I have to disagree. As someone who is grappling with the impact of these laws on US business I'm acutely aware of the non-existent privacy we all have and how our information is abused and resold.

The GDPR, while a pain, are a response to decades of an industry that should have known better.

We need a domestic version of GDPR with penalties just as severe. GDPR is a much-needed godsend for privacy.

Right, because it's the poor poor companies who are being abused and targeted. Oh will you just think of the companies! Companies are people too! What would we do without our exalted job creators?

Companies which abuse the public trust so severely and unethically should be forced to shape up or fined into the ground.

So when the EU does it, it's protectionism.

But we get to "protect our companies" as a matter of policy.

Cool.

We should protect our citizens, which is sometimes achieved by helping companies and sometimes achieved by harming them.

On what do you base that statement?

Just because many companies and startups are U.S.-based, does not mean that universal privacy laws/rights are targeting U.S. companies.

From my understanding, the GDPR applies equally to all companies, regardless of where they are founded.

That is your opinion. Just because you think so doesn't make it true.

I've posted this before, I'll post it again:

I wonder if you know that the US passed legislation a few weeks back that lets the US government request any data on any user of an American company even if that user and their data are not on American soil. (Possibly thanks to GDPR) companies may object to that request if it contradicts local laws.

But yeah. Go on pretending that the EU lives to target American companies. From a European's point of view, American companies are not fined enough as they view privacy, data, sovereignty etc. as some abstract concepts that don't apply to them.
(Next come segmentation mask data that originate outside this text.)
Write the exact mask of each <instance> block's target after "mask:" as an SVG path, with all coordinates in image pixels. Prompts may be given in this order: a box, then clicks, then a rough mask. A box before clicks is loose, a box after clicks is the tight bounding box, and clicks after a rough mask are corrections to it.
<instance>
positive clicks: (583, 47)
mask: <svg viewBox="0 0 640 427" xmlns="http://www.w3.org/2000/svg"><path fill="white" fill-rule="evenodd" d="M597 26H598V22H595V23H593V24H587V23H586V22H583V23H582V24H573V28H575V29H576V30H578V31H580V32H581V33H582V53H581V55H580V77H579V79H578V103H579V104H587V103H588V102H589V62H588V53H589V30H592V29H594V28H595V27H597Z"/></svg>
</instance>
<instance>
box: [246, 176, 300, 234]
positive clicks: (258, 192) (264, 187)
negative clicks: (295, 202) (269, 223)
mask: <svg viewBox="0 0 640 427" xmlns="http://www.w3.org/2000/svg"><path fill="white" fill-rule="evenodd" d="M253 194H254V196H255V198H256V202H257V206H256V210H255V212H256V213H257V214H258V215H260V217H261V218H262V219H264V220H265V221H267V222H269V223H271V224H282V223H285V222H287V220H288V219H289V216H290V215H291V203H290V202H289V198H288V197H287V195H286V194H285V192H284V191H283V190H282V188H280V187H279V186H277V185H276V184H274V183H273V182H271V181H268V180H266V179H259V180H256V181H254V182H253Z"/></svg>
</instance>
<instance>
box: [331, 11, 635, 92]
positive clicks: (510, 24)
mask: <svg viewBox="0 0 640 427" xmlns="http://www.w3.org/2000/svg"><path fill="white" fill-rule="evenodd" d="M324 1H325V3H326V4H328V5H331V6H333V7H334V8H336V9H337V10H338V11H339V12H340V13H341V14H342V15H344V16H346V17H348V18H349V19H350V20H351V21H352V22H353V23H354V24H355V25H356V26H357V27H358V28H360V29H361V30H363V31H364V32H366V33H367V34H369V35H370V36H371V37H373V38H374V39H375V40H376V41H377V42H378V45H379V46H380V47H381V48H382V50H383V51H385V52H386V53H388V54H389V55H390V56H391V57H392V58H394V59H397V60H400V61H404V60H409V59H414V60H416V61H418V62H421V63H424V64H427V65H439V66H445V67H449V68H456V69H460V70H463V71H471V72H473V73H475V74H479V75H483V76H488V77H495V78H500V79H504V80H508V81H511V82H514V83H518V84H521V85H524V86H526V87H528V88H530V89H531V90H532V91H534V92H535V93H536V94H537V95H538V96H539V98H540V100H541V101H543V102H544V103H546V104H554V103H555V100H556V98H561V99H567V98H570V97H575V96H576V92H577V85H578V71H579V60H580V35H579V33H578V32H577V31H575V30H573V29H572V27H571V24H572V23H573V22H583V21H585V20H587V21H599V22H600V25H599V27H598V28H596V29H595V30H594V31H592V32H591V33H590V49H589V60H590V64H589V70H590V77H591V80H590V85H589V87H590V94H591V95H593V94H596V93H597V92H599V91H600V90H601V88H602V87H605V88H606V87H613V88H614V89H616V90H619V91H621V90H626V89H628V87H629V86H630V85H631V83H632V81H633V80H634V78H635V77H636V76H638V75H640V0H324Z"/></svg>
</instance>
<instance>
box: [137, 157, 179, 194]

Are you certain it’s protectionism and not simply believing human beings have a right to privacy?

Facebook might be known as a US company, but they pay taxes in Ireland (amongst other low tax territories) and hold most of their assets there to avoid paying taxes in US.
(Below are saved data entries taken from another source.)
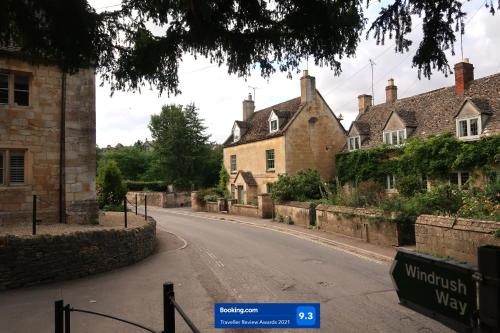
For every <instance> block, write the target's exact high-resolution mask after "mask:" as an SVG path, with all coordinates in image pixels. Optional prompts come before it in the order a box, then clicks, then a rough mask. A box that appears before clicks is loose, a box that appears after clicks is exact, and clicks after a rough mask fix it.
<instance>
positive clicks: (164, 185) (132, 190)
mask: <svg viewBox="0 0 500 333" xmlns="http://www.w3.org/2000/svg"><path fill="white" fill-rule="evenodd" d="M125 186H126V187H127V190H128V191H151V192H166V191H167V186H168V184H167V182H165V181H149V182H144V181H133V180H126V181H125Z"/></svg>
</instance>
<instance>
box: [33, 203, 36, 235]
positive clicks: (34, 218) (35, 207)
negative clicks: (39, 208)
mask: <svg viewBox="0 0 500 333" xmlns="http://www.w3.org/2000/svg"><path fill="white" fill-rule="evenodd" d="M33 235H36V195H34V196H33Z"/></svg>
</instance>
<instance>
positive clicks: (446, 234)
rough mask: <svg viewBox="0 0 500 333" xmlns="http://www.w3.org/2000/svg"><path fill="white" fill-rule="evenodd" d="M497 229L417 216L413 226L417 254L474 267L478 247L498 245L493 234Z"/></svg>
mask: <svg viewBox="0 0 500 333" xmlns="http://www.w3.org/2000/svg"><path fill="white" fill-rule="evenodd" d="M499 228H500V223H498V222H493V221H479V220H469V219H462V218H457V219H455V218H453V217H445V216H434V215H421V216H419V217H418V219H417V222H416V224H415V238H416V243H417V251H419V252H423V253H427V254H431V255H435V256H440V257H450V258H452V259H455V260H458V261H465V262H468V263H472V264H477V248H478V247H479V246H481V245H497V246H500V238H498V237H495V235H494V233H495V231H496V230H497V229H499Z"/></svg>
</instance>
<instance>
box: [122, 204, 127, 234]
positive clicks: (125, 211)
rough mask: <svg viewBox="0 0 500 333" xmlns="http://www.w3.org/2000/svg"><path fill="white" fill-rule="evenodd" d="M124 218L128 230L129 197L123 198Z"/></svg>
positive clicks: (125, 225) (123, 210)
mask: <svg viewBox="0 0 500 333" xmlns="http://www.w3.org/2000/svg"><path fill="white" fill-rule="evenodd" d="M123 218H124V219H125V228H127V197H123Z"/></svg>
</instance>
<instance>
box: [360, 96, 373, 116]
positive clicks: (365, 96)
mask: <svg viewBox="0 0 500 333" xmlns="http://www.w3.org/2000/svg"><path fill="white" fill-rule="evenodd" d="M370 106H372V96H371V95H359V96H358V108H359V114H363V113H364V112H365V111H366V109H368V108H369V107H370Z"/></svg>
It is not US corporate profits when it is from advertisements bought by Europeans for Europeans. Would you also suggest that the EU should not tax those profits?
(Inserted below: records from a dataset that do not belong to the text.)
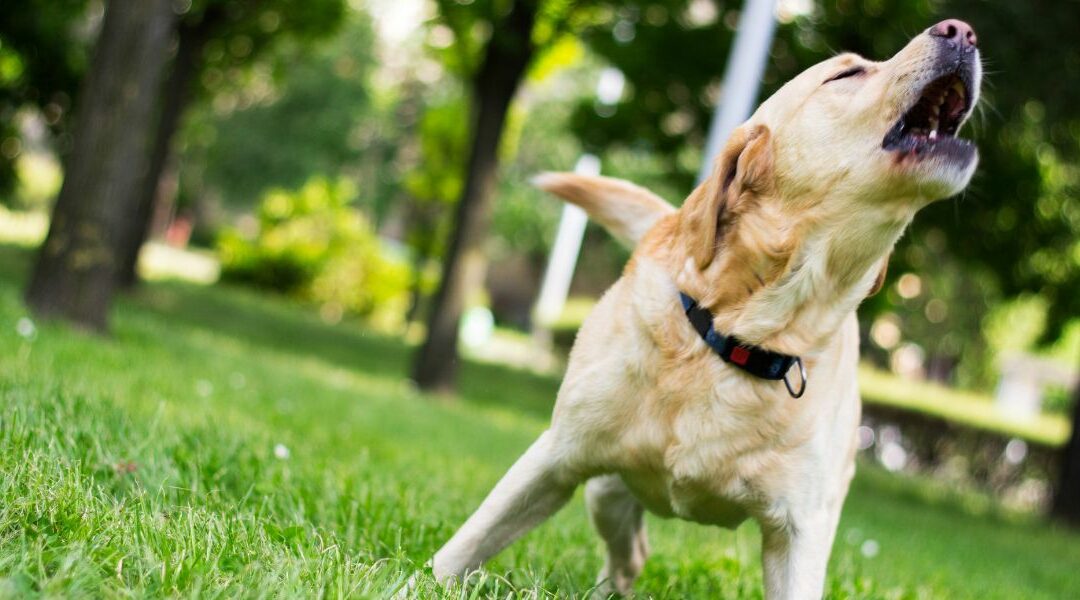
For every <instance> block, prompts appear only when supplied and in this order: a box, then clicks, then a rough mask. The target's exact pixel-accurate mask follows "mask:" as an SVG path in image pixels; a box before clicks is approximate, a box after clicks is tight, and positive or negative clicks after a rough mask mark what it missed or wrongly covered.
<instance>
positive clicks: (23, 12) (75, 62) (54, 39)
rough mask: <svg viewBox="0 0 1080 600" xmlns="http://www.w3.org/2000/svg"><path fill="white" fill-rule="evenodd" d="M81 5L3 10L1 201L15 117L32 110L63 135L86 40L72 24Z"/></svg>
mask: <svg viewBox="0 0 1080 600" xmlns="http://www.w3.org/2000/svg"><path fill="white" fill-rule="evenodd" d="M85 12H86V0H23V1H21V2H12V3H9V4H6V5H4V9H3V18H2V19H0V65H3V66H2V67H0V142H2V145H0V197H2V199H4V201H5V200H6V192H8V191H10V190H11V188H12V183H13V182H14V179H15V169H14V166H15V159H16V158H17V156H18V154H19V152H21V148H19V147H21V146H22V145H21V142H19V141H18V134H19V132H18V131H17V127H16V126H15V122H14V120H15V115H16V114H17V113H18V111H19V109H22V108H23V107H27V106H29V107H33V108H35V109H37V110H38V111H40V112H41V113H42V114H43V115H44V120H45V122H46V123H48V124H49V126H50V128H51V131H52V132H53V133H54V134H63V133H65V132H66V129H67V127H66V124H67V121H68V120H67V119H65V117H66V114H67V113H68V112H69V109H70V105H71V101H72V99H73V98H75V96H76V93H77V91H78V87H79V81H80V79H81V78H82V74H83V73H84V72H85V70H86V58H85V56H86V49H87V47H89V45H90V44H89V43H87V41H86V40H85V39H84V37H83V36H81V35H80V33H79V27H78V25H79V24H80V23H81V22H82V21H83V19H84V18H85V16H86V15H85V14H84V13H85Z"/></svg>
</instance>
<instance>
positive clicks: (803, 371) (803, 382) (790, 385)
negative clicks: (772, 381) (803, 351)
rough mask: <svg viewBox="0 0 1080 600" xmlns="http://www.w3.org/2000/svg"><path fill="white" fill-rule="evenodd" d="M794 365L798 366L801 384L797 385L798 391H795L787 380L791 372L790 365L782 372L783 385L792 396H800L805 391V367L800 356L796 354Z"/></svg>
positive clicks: (799, 375)
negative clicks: (783, 371)
mask: <svg viewBox="0 0 1080 600" xmlns="http://www.w3.org/2000/svg"><path fill="white" fill-rule="evenodd" d="M795 365H798V366H799V379H800V380H801V384H800V385H799V391H798V392H796V391H795V390H793V388H792V382H791V381H788V380H787V376H788V374H789V373H791V372H792V369H791V367H788V368H787V372H786V373H784V386H785V387H787V393H788V394H791V395H792V397H793V398H801V397H802V394H804V393H805V392H806V391H807V368H806V367H805V366H804V365H802V358H800V357H798V356H796V357H795Z"/></svg>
Are you serious? Do you really think nations don't have any right to tax economic activity happening in their borders because one of the entities involved has one of their numerous sub companies headquartered in another country?

I think GDPR will harm European companies and tax payers much more than any US company. Any European company processing personal data will be liable even as a subcontractor. US multinationals can easily avoid liability for non-Europeans as demonstrated. A European startup or even government organization (like also a European universities) will be bound and have much higher cost due to legal and thus monetary risk.

"piece of legislation intended to cripple US corporations and supplement EU budgets with US corporate profits".

The most ignorant fucking statement I have read on HN in a long time. The 2016 GDPR is an update to the 2002 EU Data Protection Regulation. It has nothing to do with taxes, profits or crippling any company. It is an enforcement of the EU Charter of Fundamental Rights.

Fines without teeth won't produce the desired effect. Privacy matters more than profit.

>... all of which are targeting US companies.

Clearly not true, but exquisite in the context of the FB factory dodging tax via the Irish loopholes, and now moving away from Ireland as a base.